Cruzan los tres la calle y caminan la media cuadra que los separa de la tienda. En la puerta ya está Alejandra esperándolos. Entran.
En medio de la sala, junto a la mesa de novedades, hay un triciclo. “Para ti,”le dice Walter. “Para que viajes,”explica Remedios. Alejandra sonríe como si todavía fuera una niña y la sorpresa se la hubieran dado a ella.
A Juanito se le ilumina la cara, mira una vez en dirección a Walter como pidiendo permiso y apenas confirma su aprobación, se trepa al triciclo y se lanza a pedalear por toda la disquería. Walter se ríe a carcajadas y las mujeres se contagian su alegría.
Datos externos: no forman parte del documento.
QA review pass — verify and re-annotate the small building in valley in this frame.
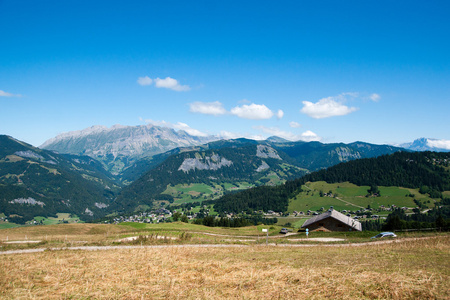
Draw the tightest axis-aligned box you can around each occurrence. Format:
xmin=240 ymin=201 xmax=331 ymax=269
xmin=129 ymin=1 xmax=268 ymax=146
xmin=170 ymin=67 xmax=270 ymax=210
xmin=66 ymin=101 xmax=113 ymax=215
xmin=302 ymin=209 xmax=362 ymax=231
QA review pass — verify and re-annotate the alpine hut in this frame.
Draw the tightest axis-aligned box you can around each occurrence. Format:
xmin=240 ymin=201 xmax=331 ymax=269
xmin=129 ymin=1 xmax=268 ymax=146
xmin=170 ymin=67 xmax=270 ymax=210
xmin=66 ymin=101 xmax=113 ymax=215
xmin=302 ymin=209 xmax=362 ymax=231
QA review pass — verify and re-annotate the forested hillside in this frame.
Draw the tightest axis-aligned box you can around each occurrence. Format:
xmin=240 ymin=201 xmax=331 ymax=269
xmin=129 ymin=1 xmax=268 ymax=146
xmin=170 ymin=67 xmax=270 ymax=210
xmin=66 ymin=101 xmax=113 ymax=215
xmin=0 ymin=135 xmax=120 ymax=223
xmin=111 ymin=144 xmax=306 ymax=211
xmin=214 ymin=152 xmax=450 ymax=212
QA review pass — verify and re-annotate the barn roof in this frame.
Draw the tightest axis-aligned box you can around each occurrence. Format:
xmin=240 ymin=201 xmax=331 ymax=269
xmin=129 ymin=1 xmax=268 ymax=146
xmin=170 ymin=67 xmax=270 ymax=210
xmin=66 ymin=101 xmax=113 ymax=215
xmin=302 ymin=209 xmax=362 ymax=231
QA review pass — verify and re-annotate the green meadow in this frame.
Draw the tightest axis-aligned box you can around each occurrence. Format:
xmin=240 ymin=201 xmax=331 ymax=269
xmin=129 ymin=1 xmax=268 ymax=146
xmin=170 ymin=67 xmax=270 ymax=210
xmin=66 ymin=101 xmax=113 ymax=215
xmin=289 ymin=181 xmax=435 ymax=212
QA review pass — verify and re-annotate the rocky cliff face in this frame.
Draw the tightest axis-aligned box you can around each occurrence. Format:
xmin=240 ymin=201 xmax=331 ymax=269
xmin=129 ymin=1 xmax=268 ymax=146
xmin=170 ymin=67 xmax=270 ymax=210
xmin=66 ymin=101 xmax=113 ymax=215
xmin=40 ymin=125 xmax=218 ymax=174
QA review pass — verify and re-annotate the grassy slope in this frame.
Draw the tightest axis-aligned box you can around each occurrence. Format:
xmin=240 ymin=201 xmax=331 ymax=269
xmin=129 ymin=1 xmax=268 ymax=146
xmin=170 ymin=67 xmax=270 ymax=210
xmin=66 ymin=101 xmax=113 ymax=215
xmin=289 ymin=181 xmax=434 ymax=212
xmin=0 ymin=236 xmax=450 ymax=299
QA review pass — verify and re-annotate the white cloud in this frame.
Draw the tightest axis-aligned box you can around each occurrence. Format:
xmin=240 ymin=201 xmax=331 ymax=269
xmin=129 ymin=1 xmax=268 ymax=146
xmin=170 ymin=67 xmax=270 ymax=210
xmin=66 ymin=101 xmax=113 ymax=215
xmin=145 ymin=119 xmax=208 ymax=136
xmin=289 ymin=121 xmax=302 ymax=128
xmin=300 ymin=93 xmax=358 ymax=119
xmin=189 ymin=101 xmax=227 ymax=116
xmin=427 ymin=139 xmax=450 ymax=150
xmin=173 ymin=122 xmax=208 ymax=136
xmin=277 ymin=109 xmax=284 ymax=120
xmin=253 ymin=126 xmax=321 ymax=142
xmin=300 ymin=130 xmax=322 ymax=142
xmin=0 ymin=90 xmax=21 ymax=97
xmin=219 ymin=131 xmax=266 ymax=141
xmin=369 ymin=93 xmax=381 ymax=102
xmin=154 ymin=77 xmax=191 ymax=92
xmin=137 ymin=76 xmax=153 ymax=85
xmin=137 ymin=76 xmax=191 ymax=92
xmin=231 ymin=103 xmax=273 ymax=120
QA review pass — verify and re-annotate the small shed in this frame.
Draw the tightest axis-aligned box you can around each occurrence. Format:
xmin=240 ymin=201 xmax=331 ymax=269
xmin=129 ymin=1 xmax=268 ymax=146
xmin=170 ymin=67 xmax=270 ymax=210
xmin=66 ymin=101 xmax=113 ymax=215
xmin=302 ymin=209 xmax=362 ymax=231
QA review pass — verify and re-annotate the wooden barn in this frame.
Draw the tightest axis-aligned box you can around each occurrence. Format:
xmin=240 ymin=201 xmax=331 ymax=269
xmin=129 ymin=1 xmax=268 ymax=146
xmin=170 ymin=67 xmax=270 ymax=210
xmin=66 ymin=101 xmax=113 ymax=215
xmin=302 ymin=209 xmax=362 ymax=231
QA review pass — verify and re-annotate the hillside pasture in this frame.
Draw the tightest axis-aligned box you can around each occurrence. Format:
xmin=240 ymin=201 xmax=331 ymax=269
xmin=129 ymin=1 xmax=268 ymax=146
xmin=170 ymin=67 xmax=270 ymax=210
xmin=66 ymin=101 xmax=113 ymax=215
xmin=289 ymin=181 xmax=435 ymax=212
xmin=162 ymin=182 xmax=254 ymax=204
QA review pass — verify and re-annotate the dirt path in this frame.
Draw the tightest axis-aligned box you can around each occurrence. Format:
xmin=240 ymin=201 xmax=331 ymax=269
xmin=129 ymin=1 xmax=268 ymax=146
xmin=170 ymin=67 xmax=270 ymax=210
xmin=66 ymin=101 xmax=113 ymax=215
xmin=0 ymin=237 xmax=442 ymax=255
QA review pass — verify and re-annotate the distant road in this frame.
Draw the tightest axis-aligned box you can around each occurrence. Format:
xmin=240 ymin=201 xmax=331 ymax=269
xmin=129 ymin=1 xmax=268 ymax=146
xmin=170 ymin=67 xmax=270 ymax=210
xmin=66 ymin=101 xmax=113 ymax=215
xmin=0 ymin=236 xmax=446 ymax=255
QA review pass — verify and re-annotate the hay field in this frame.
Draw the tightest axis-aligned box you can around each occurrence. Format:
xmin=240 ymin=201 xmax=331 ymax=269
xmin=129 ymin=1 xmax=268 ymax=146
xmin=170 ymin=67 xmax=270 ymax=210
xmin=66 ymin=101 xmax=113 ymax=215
xmin=0 ymin=235 xmax=450 ymax=299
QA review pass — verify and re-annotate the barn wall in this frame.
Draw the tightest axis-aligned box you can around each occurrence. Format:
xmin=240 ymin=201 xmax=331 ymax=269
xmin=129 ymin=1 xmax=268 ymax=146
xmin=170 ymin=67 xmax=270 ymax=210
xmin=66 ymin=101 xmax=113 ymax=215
xmin=308 ymin=218 xmax=355 ymax=231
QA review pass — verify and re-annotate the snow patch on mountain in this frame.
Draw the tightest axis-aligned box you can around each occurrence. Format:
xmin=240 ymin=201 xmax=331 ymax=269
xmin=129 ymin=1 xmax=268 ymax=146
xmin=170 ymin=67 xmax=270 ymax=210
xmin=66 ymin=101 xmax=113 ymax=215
xmin=178 ymin=154 xmax=233 ymax=173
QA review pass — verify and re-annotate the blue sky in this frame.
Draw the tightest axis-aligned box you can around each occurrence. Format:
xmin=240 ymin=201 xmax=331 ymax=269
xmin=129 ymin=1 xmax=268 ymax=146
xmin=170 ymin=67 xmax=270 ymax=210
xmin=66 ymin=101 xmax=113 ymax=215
xmin=0 ymin=0 xmax=450 ymax=147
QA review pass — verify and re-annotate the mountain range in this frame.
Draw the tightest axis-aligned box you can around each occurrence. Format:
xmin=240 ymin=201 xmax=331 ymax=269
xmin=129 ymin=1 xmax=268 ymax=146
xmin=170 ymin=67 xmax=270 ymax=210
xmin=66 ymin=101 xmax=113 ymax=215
xmin=0 ymin=135 xmax=121 ymax=223
xmin=0 ymin=125 xmax=448 ymax=220
xmin=40 ymin=125 xmax=218 ymax=175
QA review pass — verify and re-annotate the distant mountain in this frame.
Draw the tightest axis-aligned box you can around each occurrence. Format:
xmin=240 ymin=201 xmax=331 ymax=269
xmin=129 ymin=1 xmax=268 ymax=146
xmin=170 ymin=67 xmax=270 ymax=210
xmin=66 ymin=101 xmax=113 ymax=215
xmin=400 ymin=138 xmax=450 ymax=152
xmin=214 ymin=152 xmax=450 ymax=212
xmin=40 ymin=125 xmax=218 ymax=175
xmin=115 ymin=139 xmax=308 ymax=211
xmin=0 ymin=135 xmax=120 ymax=222
xmin=111 ymin=139 xmax=401 ymax=210
xmin=272 ymin=141 xmax=403 ymax=171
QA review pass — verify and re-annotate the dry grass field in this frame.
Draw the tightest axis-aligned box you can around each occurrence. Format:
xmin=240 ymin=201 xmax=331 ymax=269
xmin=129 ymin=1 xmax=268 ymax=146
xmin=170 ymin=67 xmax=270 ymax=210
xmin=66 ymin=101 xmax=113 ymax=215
xmin=0 ymin=235 xmax=450 ymax=299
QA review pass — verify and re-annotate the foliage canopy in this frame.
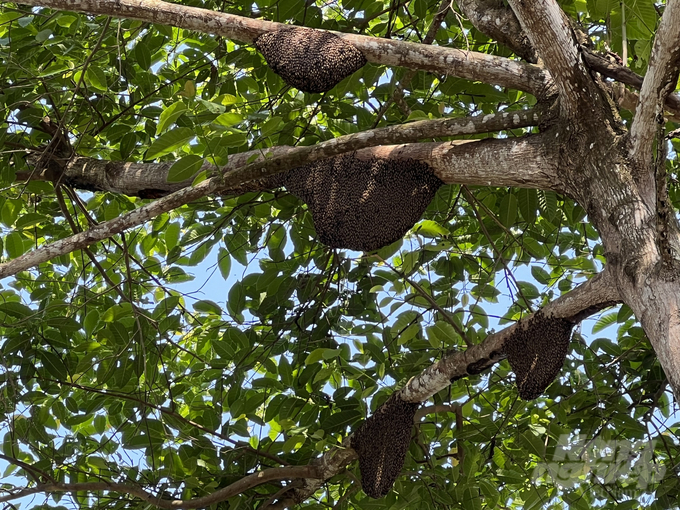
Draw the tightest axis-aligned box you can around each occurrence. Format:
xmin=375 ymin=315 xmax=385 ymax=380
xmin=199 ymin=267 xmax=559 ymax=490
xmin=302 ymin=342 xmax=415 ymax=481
xmin=0 ymin=0 xmax=680 ymax=510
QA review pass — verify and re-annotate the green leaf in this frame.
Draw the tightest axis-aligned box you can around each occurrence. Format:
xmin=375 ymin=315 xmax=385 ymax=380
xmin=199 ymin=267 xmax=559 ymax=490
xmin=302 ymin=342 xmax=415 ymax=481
xmin=85 ymin=66 xmax=108 ymax=91
xmin=217 ymin=248 xmax=231 ymax=280
xmin=144 ymin=127 xmax=195 ymax=160
xmin=194 ymin=299 xmax=222 ymax=315
xmin=168 ymin=154 xmax=203 ymax=182
xmin=517 ymin=188 xmax=538 ymax=223
xmin=260 ymin=117 xmax=283 ymax=137
xmin=593 ymin=312 xmax=618 ymax=333
xmin=5 ymin=232 xmax=25 ymax=259
xmin=135 ymin=40 xmax=151 ymax=71
xmin=213 ymin=112 xmax=243 ymax=127
xmin=498 ymin=193 xmax=517 ymax=227
xmin=156 ymin=101 xmax=189 ymax=136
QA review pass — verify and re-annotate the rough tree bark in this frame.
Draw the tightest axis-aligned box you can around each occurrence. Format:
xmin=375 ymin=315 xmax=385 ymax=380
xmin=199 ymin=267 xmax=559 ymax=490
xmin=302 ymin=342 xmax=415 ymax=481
xmin=7 ymin=0 xmax=680 ymax=508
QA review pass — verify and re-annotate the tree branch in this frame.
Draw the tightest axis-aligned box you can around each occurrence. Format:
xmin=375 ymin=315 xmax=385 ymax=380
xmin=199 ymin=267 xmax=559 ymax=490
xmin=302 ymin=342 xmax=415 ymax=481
xmin=0 ymin=465 xmax=318 ymax=510
xmin=401 ymin=268 xmax=621 ymax=402
xmin=272 ymin=267 xmax=621 ymax=509
xmin=22 ymin=0 xmax=547 ymax=95
xmin=458 ymin=0 xmax=538 ymax=64
xmin=508 ymin=0 xmax=593 ymax=113
xmin=17 ymin=109 xmax=540 ymax=198
xmin=581 ymin=46 xmax=680 ymax=122
xmin=0 ymin=130 xmax=564 ymax=278
xmin=630 ymin=0 xmax=680 ymax=167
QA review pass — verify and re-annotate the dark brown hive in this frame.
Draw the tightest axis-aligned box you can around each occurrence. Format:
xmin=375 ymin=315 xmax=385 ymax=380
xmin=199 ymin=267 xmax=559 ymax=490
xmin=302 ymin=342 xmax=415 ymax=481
xmin=352 ymin=393 xmax=420 ymax=498
xmin=255 ymin=28 xmax=366 ymax=92
xmin=504 ymin=312 xmax=574 ymax=400
xmin=276 ymin=154 xmax=443 ymax=251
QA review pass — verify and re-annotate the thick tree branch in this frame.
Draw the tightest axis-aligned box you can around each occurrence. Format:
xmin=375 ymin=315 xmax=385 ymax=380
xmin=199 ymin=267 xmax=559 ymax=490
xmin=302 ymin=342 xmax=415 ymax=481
xmin=0 ymin=131 xmax=564 ymax=278
xmin=581 ymin=47 xmax=680 ymax=122
xmin=17 ymin=0 xmax=546 ymax=95
xmin=508 ymin=0 xmax=594 ymax=113
xmin=0 ymin=465 xmax=316 ymax=510
xmin=273 ymin=267 xmax=621 ymax=509
xmin=401 ymin=268 xmax=621 ymax=402
xmin=458 ymin=0 xmax=538 ymax=64
xmin=17 ymin=109 xmax=539 ymax=198
xmin=630 ymin=0 xmax=680 ymax=167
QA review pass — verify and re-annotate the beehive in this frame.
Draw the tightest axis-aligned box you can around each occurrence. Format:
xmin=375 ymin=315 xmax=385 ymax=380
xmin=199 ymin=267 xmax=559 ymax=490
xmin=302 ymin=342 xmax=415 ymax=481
xmin=276 ymin=153 xmax=443 ymax=251
xmin=504 ymin=312 xmax=574 ymax=400
xmin=351 ymin=393 xmax=420 ymax=498
xmin=255 ymin=27 xmax=366 ymax=92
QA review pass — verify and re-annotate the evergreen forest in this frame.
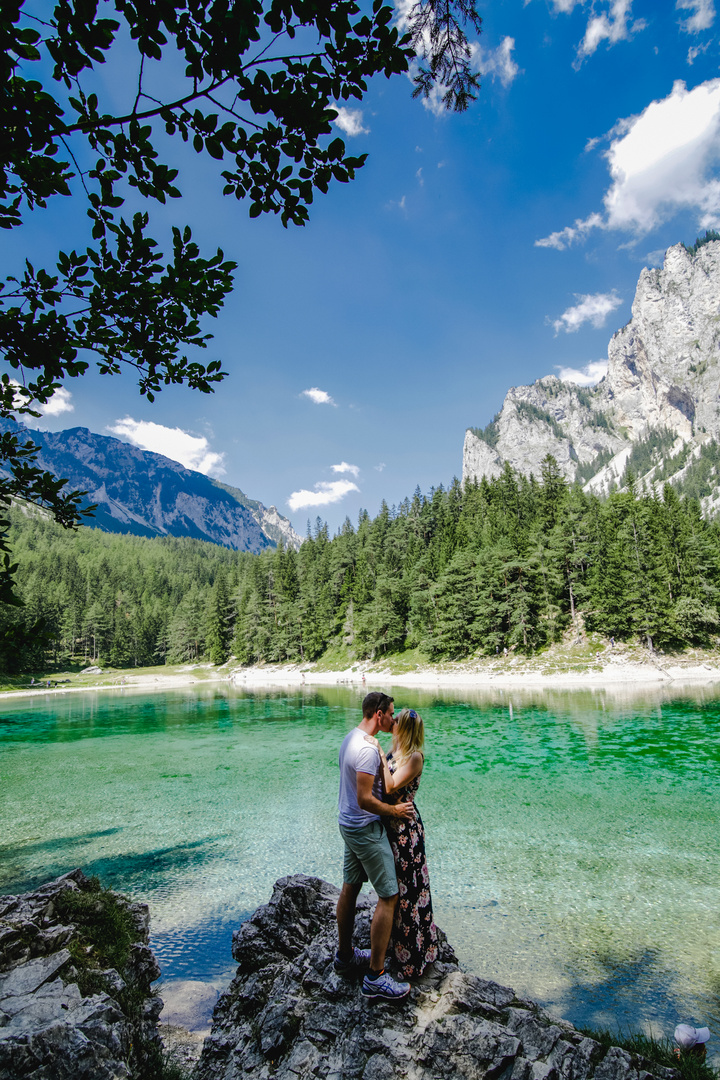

Quizás fue esa misma tarde que Remedios filmó la escena, se dice el hombre que entonces era un niño. Quizás... En su recuerdo, sin embargo, él había pasado la tarde entera atravesando bosques encantados donde gatos de helecho se relamían trepados en altas ramas, remontando vuelo sobre dorados pantanos y cruzando el cielo hasta una torre lejana en una nave espacial concebida especialmente por Walter para él y en la que cabían todos sus tesoros y sus sueños... Rebobina la película, vuelve a pasarla y la detiene en el preciso instante en que los tres parecen una familia.